Anticoagulanti: in caso di assunzione giornaliera prolungata del paracetamolo, l'effetto anticoagulante del warfarin e di altre cumarine può presentarsi in modo potenziato, aumentando il rischio di emorragie. Il valore di INR deve essere monitorato ancora di più in caso di assunzione concomitante, così come nella 1ª settimana dopo aver concluso la terapia con il paracetamolo. Le assunzioni occasionali non hanno alcun effetto significativo. Non sono disponibili dati relativi all'interazione del paracetamolo con i nuovi anticoagulanti orali (dabigatran, rivaroxaban, apixaban).

Flucloxacillina: si deve usare cautela quando il paracetamolo viene usato contemporaneamente alla flucloxacillina, poiché l'uso concomitante è stato associato ad un aumento dell'acidosi metabolica con gap anionico dovuto all'acidosi dell'acido piroglutammico (5-oxoprolina), in particolare nei pazienti con fattori di rischio (vedere la rubrica «Avvertenze e misure precauzionali»).

Interazioni con i test clinici

Il paracetamolo può interferire con la determinazione dell'acido urico nel sangue con il metodo dell'acido fosfotungstico.

Gravidanza/Allattamento

Gravidanza

Studi epidemiologici sullo sviluppo neurologico dei bambini che sono stati esposti al paracetamolo in utero non hanno mostrano risultati chiari. Il rischio dell'assunzione di paracetamolo in posologia corretta durante la gravidanza per quanto riguarda i danni funzionali e organici, le malformazioni e i disturbi dell'adattamento viene attualmente considerato minimo. Non si dispone di studi controllati nelle donne in gravidanza.
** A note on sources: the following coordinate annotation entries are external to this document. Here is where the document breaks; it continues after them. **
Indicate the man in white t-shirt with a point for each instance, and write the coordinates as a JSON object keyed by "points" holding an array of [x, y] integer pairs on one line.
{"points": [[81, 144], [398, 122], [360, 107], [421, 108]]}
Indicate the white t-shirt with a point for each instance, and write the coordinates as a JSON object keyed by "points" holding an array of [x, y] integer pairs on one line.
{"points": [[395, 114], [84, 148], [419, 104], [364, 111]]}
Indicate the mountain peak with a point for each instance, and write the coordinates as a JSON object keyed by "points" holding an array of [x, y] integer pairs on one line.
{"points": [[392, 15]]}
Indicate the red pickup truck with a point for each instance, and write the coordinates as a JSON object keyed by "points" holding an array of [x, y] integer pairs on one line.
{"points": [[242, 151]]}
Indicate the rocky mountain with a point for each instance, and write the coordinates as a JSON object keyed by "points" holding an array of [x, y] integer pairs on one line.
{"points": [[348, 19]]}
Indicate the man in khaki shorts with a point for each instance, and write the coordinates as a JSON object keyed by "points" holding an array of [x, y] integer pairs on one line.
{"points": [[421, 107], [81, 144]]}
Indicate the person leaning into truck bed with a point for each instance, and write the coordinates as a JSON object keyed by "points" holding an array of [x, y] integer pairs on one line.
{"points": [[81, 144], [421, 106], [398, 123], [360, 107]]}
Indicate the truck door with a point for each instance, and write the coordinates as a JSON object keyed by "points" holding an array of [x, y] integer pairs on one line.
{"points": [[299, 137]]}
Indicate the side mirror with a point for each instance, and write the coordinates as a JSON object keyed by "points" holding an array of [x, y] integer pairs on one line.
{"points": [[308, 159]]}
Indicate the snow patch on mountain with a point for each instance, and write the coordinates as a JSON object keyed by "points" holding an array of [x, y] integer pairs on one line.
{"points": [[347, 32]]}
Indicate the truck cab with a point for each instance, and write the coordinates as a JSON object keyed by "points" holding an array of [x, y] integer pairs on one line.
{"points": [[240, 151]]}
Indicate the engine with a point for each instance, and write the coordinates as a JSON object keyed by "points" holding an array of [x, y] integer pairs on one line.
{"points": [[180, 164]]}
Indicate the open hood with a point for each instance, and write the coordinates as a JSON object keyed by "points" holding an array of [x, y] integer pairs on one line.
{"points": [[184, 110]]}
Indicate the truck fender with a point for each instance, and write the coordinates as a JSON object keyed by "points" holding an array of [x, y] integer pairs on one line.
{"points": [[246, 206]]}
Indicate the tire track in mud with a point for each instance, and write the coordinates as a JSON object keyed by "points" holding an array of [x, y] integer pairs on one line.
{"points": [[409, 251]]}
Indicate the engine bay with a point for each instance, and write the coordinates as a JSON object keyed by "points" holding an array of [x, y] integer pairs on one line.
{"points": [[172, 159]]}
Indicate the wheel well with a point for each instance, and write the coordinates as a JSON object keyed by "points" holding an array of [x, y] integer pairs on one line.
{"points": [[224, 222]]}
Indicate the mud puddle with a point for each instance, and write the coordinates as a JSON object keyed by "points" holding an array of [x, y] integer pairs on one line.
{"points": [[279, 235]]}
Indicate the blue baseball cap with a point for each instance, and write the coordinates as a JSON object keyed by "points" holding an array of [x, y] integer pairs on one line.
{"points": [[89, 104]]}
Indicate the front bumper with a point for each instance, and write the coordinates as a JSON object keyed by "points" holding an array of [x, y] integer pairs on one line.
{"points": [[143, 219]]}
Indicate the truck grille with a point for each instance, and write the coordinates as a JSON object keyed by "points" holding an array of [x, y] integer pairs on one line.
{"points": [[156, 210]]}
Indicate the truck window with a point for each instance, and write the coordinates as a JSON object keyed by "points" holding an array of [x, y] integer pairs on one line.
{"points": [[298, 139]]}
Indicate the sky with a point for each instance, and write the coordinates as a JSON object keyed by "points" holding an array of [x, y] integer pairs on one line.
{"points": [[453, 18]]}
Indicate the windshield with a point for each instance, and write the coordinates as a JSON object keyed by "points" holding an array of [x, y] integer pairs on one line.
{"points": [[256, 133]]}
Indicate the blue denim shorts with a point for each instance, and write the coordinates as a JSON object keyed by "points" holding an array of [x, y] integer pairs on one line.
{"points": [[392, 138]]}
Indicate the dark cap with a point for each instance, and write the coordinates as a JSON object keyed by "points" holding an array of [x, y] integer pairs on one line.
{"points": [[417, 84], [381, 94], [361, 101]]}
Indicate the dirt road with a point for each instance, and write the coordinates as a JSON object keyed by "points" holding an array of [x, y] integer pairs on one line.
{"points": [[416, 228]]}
Gli studi sulla funzione riproduttiva negli animali non hanno evidenziato rischi per il feto (vedere «Dati preclinici»).

Se clinicamente necessario, il paracetamolo può essere assunto o utilizzato durante la gravidanza. Tuttavia, deve essere assunto o utilizzato alla dose efficace più bassa per il più breve tempo possibile e con la frequenza più bassa possibile.

Allattamento

Il paracetamolo passa nel latte materno. La concentrazione nel latte materno è simile alla concentrazione momentanea nel plasma della madre. Sono stati segnalati casi di eruzione cutanea nei neonati allattati. Tuttavia, non sono note conseguenze svantaggiose e permanenti per il neonato.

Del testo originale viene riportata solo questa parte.